Crossness is a location in the London Borough of Bexley, close to the southern bank of the River Thames, to the east of Thamesmead, west of Belvedere and north-west of Erith. The place takes its name from Cross Ness, a specific promontory on the southern bank of the River Thames. In maritime terms, the tip of Cross Ness, in the past referred to as 'Leather Bottle Point', marks the boundary between Barking Reach and Halfway Reach. An unmanned lighthouse on Crossness is a navigational aid to shipping.

Sewer
Crossness is the location of the Crossness Sewage Treatment Works, which includes the historic Victorian Crossness Pumping Station, built at the eastern end of the Southern Outfall Sewer as part of the London sewerage system designed by Sir Joseph Bazalgette and constructed between 1859 and 1865.

Lighthouse
Crossness lighthouse is a steel lattice structure.

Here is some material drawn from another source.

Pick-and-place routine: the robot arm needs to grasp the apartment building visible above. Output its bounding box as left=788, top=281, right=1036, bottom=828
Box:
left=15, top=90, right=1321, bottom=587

The light is at an elevation of 41 feet (12.5 m) and gives a white 5-second flash visible for 8 miles (12.9 km).

Access and recreation
Crossness Nature Reserve is east of the sewage works.

The Ridgeway path, owned by Thames Water and built on top of the southern outfall sewer, stretches  between Plumstead railway station and the Crossness sewage treatment works. The nearest station to Crossness is Abbey Wood, almost  away.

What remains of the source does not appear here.